Consider now the situation which arises when a mobile terminal leaves the area covered by a RNC with which the terminal is registered, and enters the area covered by a second RNC. Under the UTRAN protocols, the RRC remains terminated at the first RNC whilst the terminal takes advantage of a cell and common transport channel of the second RNC. Thus, the first RNC remains as the serving RNC with a connection to the core network whilst the second RNC becomes the controlling RNC. The controlling RNC is in control of the NodeB where the mobile terminal is located and in particular of the logical resources (transport channels) at that NodeB. In this scenario the controlling RNTC is referred to as a “drift” RNC (the controlling RNC will also be acting as a serving RNC for mobile terminals registered with that RNC). The protocol model for the FACH transport channel when the serving and controlling RNCs are separate is illustrated in FIG. 3. It will be noted that a new interface Iur is exposed between the serving and the controlling RNCs. An Iur FACH FP is used to interwork the Common MAC (MAC-c) at the controlling RNC with the Dedicated MAC (MAC-d) at the serving RNC.
In both of the scenarios illustrated in FIGS. 2 and 3, an important task of the MAC-c entity is the scheduling of packets (MAC PDUs) for transmission over the air interface. If it were the case that all packets received by the MAC-c entity were of equal priority (and of the same size), then scheduling would be a simple matter of queuing the received packets and sending them on a first come first served basis. However, UMTS defines a framework in which different Quality of Services (QoSs) may be assigned to different RABs. Packets corresponding to a RAB which has been allocated a high QoS should be transmitted over the air interface as a high priority whilst packets corresponding to a RAB which has been allocated a low QoS should be transmitted over the air interface as a lower priority. Priorities are determined at the MAC entity (MAC-c or MAC-d) on the basis of RAB parameters.
UMTS deals with the question of priority by providing at the controlling RNC a set of queues for each FACH. The queues are associated with respective priority levels.

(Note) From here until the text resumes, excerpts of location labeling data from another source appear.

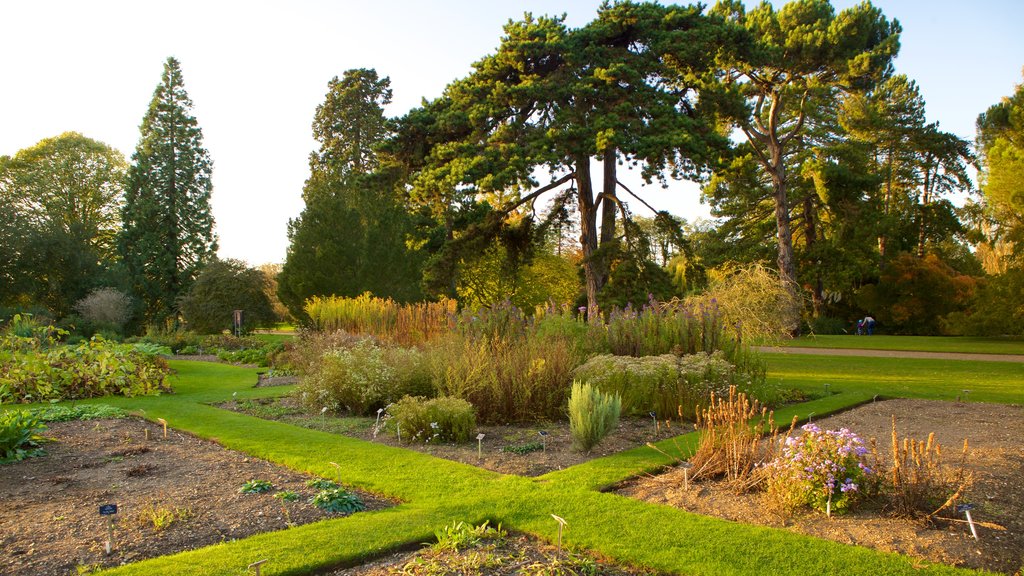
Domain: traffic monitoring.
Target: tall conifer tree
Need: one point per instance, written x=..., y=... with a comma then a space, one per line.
x=168, y=228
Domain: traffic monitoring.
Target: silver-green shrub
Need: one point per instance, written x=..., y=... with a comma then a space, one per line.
x=592, y=415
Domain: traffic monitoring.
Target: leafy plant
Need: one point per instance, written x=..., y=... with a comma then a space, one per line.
x=162, y=517
x=287, y=496
x=80, y=412
x=436, y=419
x=256, y=487
x=19, y=438
x=592, y=415
x=823, y=469
x=337, y=500
x=322, y=484
x=523, y=448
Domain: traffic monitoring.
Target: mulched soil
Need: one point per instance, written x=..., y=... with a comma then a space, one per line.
x=995, y=456
x=50, y=523
x=553, y=452
x=516, y=553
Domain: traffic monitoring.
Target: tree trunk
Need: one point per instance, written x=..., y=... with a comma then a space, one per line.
x=588, y=233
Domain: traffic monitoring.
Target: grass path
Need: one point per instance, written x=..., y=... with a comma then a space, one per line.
x=436, y=492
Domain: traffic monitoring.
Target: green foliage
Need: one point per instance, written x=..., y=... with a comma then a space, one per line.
x=220, y=288
x=57, y=413
x=30, y=372
x=822, y=469
x=364, y=378
x=287, y=496
x=667, y=384
x=995, y=310
x=255, y=486
x=593, y=415
x=60, y=200
x=459, y=535
x=19, y=437
x=167, y=233
x=912, y=294
x=521, y=449
x=437, y=419
x=337, y=500
x=322, y=484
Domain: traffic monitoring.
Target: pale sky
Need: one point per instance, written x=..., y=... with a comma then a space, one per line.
x=256, y=72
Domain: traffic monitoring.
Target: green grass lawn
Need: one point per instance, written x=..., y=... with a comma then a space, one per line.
x=934, y=379
x=968, y=344
x=436, y=492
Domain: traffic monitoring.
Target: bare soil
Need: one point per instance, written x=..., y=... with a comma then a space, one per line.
x=995, y=456
x=498, y=450
x=515, y=553
x=51, y=525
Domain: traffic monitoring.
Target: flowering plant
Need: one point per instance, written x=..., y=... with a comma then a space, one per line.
x=823, y=469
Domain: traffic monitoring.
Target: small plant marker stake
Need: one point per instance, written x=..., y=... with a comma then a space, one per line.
x=966, y=508
x=561, y=524
x=686, y=474
x=337, y=465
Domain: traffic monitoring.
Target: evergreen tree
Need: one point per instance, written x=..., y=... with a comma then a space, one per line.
x=168, y=228
x=350, y=237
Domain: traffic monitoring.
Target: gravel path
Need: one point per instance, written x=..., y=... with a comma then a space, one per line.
x=894, y=354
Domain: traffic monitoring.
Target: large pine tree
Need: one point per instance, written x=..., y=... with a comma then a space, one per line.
x=168, y=228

An algorithm is defined for selecting packets from the queues in such a way that packets in the higher priority queues are (on average) dealt with more quickly than packets in the lower priority queues. The nature of this algorithm is complicated by the fact that the FACHs which are sent on the same physical channel are not independent of one another. More particularly, a set of Transport Format Combinations (TFCs) is defined for each S-CCPCH, where each TFC comprises a transmission time interval, a packet size, and a total transmission size (indicating the number of packets in the transmission) for each FACH. The algorithm must select for the FACHs a TFC which matches one of those present in the TFC set.